Há tanto quem defenda e preze o amor único, quanto quem não o defenda. Assim o amor recebe na contemporaneidade um deslocamento nas suas configurações. O amor se atualiza historicamente. As mudanças no comportamento feminino nas últimas décadas e, seu alcance no comportamento masculino, apresenta-nos novas configurações do amor.

O universo gira... O mundo sofre transformações, as relações se transformam historicamente. O sujeito contemporâneo tem suas peculiaridades. O amor e suas vicissitudes permeiam a vida de cada pessoa através dos tempos. Desde sempre as pessoas se procuram umas nas outras, mais que umas as outras. Toda demanda é de amor. Desejamos sermos amados!
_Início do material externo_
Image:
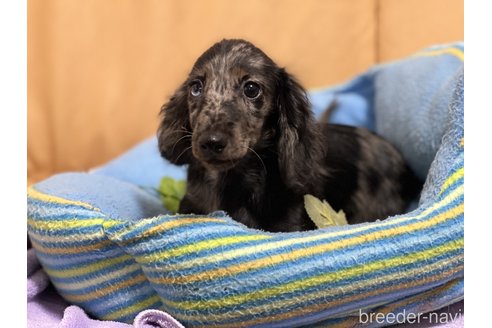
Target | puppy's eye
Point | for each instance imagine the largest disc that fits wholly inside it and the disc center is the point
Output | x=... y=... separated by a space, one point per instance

Mas também desejamos encontrar o Outro-todo. Completo! Capaz de satisfazer aos nossos desejos de toda ordem. De preencher nossas faltas, de atender nossas expectativas e necessidades. O sujeito, com quem nos encontramos, se torna assim objeto. Objeto de nossos desejos e satisfações.

Um famoso psicanalista pontuava em seus seminários a impossibilidade do encontro do sujeito e do objeto. Dizia que amar é dar o que não se tem. Se pensarmos que quando nos amamos somos fisgados por alguma coisa inexplicável no outro, que não encontra representação simbólica, podemos ensaiar uma compreensão dos vínculos que construímos nas relações de amor.

Somos seres de falta, todos nós. Não completos. A falta possibilita-nos movimentar, desejar, construir, tornarmo-nos sujeitos, fazermos laços. Os encontros acontecem entre dois sujeitos incompletos. Duas faltas se encontram no amor. Obturar a falta-a-ser do sujeito é impossível. É preciso que cada um se saiba só. O encontro possível é o encontro não todo. A satisfação é sempre parcial. Suportar a relação com o outro é suportar o fracasso! No que concerne ao encontro entre o homem e a mulher há algo do campo da arte -vários modos de romancear. Há o trágico do amor. Presentifica-se nas relações afetivas o enquadramento dos sentidos do amor em: bom ou mau, certo ou errado e, mais freqüentemente, em amor romântico (marcado pela idealização e unicidade). Nesses modos de romancear, a relação fracassa. É preciso ligarmo-nos à realidade sempre incompleta, acolhendo as incertezas, aguardando os benefícios da dúvida.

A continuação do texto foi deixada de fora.